FIG. 10 shows the real-time fluorescence PCR detection results of actual clinical samples of K-ras gene mutation sites in one embodiment of the present invention.
Detailed Description
Reference will now be made in detail to embodiments of the invention, one or more examples of which are described below. Each example is provided by way of explanation, not limitation, of the invention. In fact, it will be apparent to those skilled in the art that various modifications and variations can be made in the present invention without departing from the scope or spirit of the invention.
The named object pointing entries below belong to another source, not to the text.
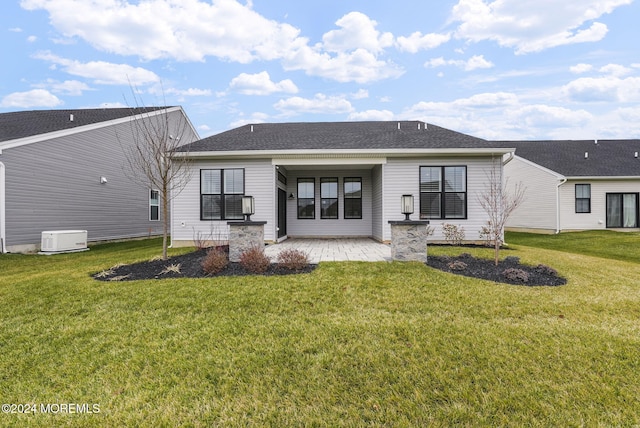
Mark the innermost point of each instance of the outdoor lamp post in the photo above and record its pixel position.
(248, 207)
(406, 205)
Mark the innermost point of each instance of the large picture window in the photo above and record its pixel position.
(221, 193)
(583, 198)
(352, 198)
(622, 210)
(306, 198)
(329, 198)
(443, 192)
For instance, features illustrated or described as part of one embodiment, can be used on another embodiment to yield a still further embodiment.
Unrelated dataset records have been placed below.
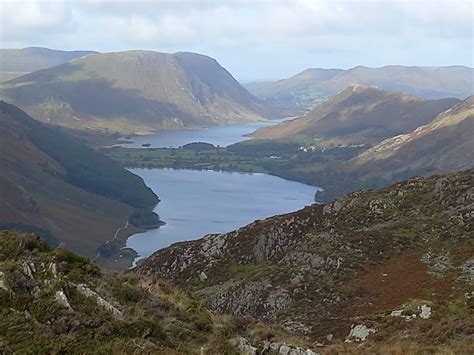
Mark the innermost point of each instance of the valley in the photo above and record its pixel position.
(151, 204)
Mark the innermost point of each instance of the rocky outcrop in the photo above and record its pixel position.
(311, 267)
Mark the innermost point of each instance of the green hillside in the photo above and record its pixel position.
(136, 92)
(52, 183)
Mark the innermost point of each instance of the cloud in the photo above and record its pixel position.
(254, 39)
It is therefore intended that the present invention cover the modifications and variations of this invention provided they come within the scope of the appended claims and their equivalents. Other objects, features and aspects of the present invention are disclosed in or are apparent from the following detailed description. It is to be understood by one of ordinary skill in the art that the present discussion is a description of exemplary embodiments only, and is not intended as limiting the broader aspects of the present invention.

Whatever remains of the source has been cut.